Logo RTC
Logo AMSI
Logo HUT RTC Ke 22
 
 
 
Dari Riau, Enam Ribu Lebih Penari Zapin Bergerak Serentak untuk Rekor Dunia

Riauterkini - PEKANBARU - Sebanyak 6.085 penari menyatu dalam satu denyut nadi, mempersembahkan Tari Zapin Masal yang bukan sekadar tarian, melainkan sebuah pernyataan cinta terhadap akar silsilah.

Peristiwa yang diinisiasi oleh Badan Kerja sama Organisasi Wanita (BKOW) Riau ini akhirnya resmi ditasbihkan sebagai Rekor Dunia, sebuah pencapaian yang memahat nama Bumi Lancang Kuning di singgasana kehormatan internasional.

Mengusung tema "Bersatu Dalam Gerak Zapin Lestarikan Budaya Melayu," ribuan pasang kaki itu melangkah dengan irama yang presisi, seolah sedang berdialog dengan leluhur. Pelaksana Tugas (Plt) Gubernur Riau, SF Hariyanto, memandang pemandangan kolosal ini dengan mata yang berbinar penuh kebanggaan.

Baginya, gemuruh tabuhan marwas dan gesekan gambus yang mengiringi 6.000 jiwa tersebut adalah bukti bahwa Riau tidak pernah goyah meski dihantam badai modernitas yang kian menderu di ufuk zaman.

"Riau memilih jalan yang berbeda. Kita memilih untuk maju tanpa tercerabut, berkembang tanpa meninggalkan akar, dan membangun tanpa mengorbankan nilai," tutur SF Hariyanto, Ahad (11/2/26).

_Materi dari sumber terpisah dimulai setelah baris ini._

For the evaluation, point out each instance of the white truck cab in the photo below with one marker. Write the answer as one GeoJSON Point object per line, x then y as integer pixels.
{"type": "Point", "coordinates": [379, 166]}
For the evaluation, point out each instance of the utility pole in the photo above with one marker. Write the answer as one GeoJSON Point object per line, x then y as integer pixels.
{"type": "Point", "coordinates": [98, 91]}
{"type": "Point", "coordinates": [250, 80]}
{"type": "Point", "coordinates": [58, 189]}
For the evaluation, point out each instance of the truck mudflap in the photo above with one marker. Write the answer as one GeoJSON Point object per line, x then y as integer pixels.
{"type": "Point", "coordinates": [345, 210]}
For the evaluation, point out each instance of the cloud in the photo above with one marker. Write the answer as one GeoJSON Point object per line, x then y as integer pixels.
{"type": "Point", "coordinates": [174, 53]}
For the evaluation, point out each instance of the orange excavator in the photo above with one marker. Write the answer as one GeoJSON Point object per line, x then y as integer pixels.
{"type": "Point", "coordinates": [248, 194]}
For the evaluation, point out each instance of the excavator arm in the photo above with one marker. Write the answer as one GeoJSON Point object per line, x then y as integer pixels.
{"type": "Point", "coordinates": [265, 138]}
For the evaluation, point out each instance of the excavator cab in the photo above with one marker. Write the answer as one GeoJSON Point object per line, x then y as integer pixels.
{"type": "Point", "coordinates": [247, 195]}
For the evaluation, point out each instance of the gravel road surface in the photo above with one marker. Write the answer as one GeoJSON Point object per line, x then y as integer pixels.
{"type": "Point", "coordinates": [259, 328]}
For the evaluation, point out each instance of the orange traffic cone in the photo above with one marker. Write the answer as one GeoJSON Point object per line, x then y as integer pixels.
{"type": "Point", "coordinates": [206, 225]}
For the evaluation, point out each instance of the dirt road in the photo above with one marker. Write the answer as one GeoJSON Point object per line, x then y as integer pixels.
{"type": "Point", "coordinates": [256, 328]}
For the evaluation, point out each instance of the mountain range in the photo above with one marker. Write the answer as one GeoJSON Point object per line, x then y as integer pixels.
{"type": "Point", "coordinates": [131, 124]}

Di matanya, keberhasilan mengumpulkan ribuan penari ini adalah sebuah diktum budaya bahwa kemajuan teknologi tidak seharusnya menenggelamkan pusaka moyang, melainkan harus berjalan beriringan dalam harmoni yang indah.

Lebih jauh, ia memaknai Tari Zapin sebagai sebuah peradaban yang diterjemahkan ke dalam olah raga dan rasa. Baginya, setiap derap langkah yang serempak adalah pengejawantahan dari disiplin, kekompakan, dan adab yang luhur.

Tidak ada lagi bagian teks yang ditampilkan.